Consider the borrowing of $1,000: a part will likely be deducted for creditor’s origination fee (e.g., 1% or $10); a part will be required to be set aside for paying periodic interest to the creditor (e.g., 4% or $40). In effect, the borrower legally agrees to return more funds to the creditor than it received (net) from the creditor for the opportunity to spend funds its own way. Consequently, internal procurement decisions directly determine the economic fate of the organization and indirectly affect the well-being of its customers, clients, citizens, residents, etc. For example, the borrower’s desire to profit from this arrangement may lead it to cut labor and parts costs, thereby putting the quality of its own final products / services at risk of (comparative) deficiency to the ultimate buyer / user. In practice, decisions to spend too much | little on indirect activities (e.g., general and administrative, internal audit) and too much | little on direct activities (e.g., production, selling) are routinely managed, especially by reference to benchmarks (e.g., what is the competition doing?), trending toward increased concentration (cf. investment banking) and agreed upon homogeneity (cf. independent registered public accountant audit reports).

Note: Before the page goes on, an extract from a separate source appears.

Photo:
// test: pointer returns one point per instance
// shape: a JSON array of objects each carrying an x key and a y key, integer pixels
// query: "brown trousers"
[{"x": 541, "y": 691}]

Concentration of market (and political) power among sellers may be experienced by buyers as movement toward sameness of value (in the parlance of statistics – regression to the mean); e.g., overall, spending $20,000 for an automobile will return similar performance specifications whether selecting a Chevy or Ford. Homogeneity may lead users to discount skilled expert reports as boilerplate, putting at risk the credibility and helpfulness of the expertise and making it impracticable for the user to compare quality (e.g., E&Y vs. PwC?)

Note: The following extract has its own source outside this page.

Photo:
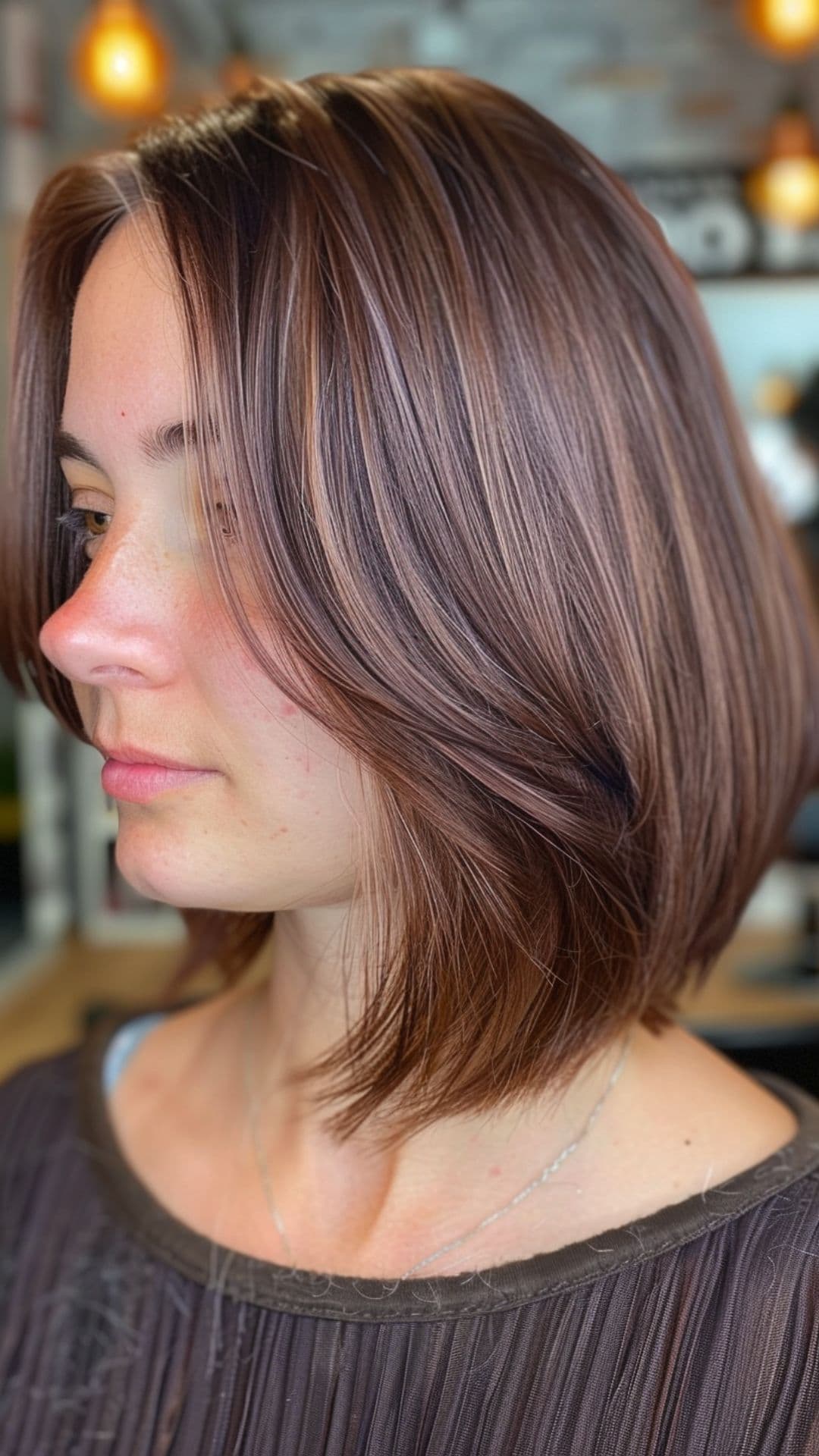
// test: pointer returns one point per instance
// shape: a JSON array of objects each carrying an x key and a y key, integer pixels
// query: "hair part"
[{"x": 494, "y": 494}]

In light of the structural difficulty of making a significant return on investment, occurrences of misleading financial engineering (e.g., Lehman Bros.), the rendering of dishonest services (q.v. bribery and kickback schemes), and the discovery of other forms of fraud and corruption are not surprising responses to the liquidity and solvency issues and existential threat induced and elevated by too much debt and unwise spending.

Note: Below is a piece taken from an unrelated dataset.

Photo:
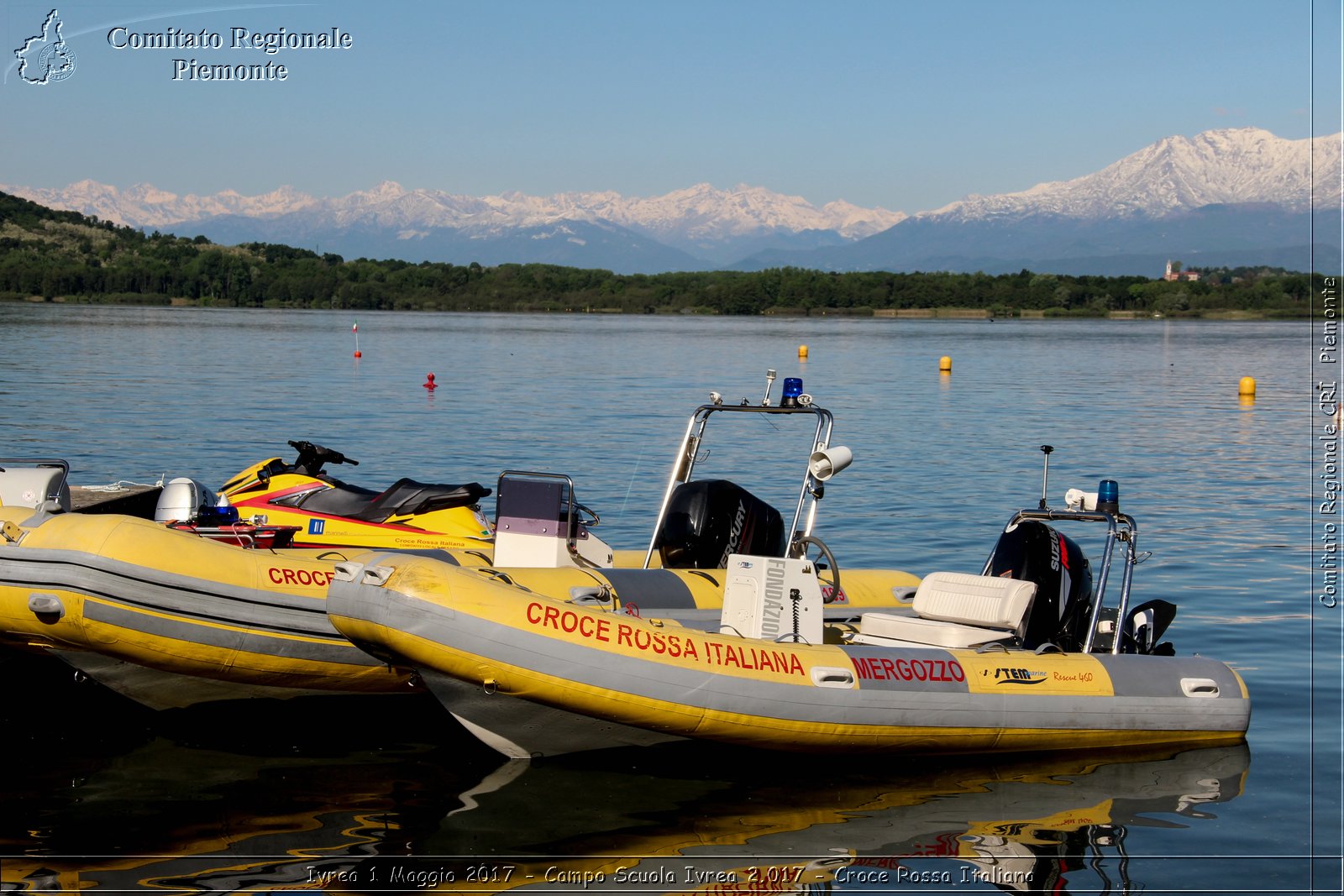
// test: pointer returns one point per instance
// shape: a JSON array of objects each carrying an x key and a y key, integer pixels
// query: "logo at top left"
[{"x": 46, "y": 56}]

Addendum: arguments based on evaluating capitalism versus socialism should aim to resolve the issues of what type of organization should be charged with what obligations, and how the outputs of these organizations should be distributed; these issues should not be presented in an either / or structure. Accumulating profits under the control of small groups of individuals (q.v. modern capitalism) may not in practice be much different from concentrating decision-making in units charged with furthering the public interest (q.v. bureaucratic socialism), especially where misleading | insufficient standards of evaluation are applied (e.g., profitability, GDP). The existence of a concentration in decision-making power may adversely affect the distribution of essential benefits (e.g., potable water, affordable energy) whether the decision-making structure is purportedly capitalism or socialism. To twist a phrase: markets and component units don’t make decisions; individuals do.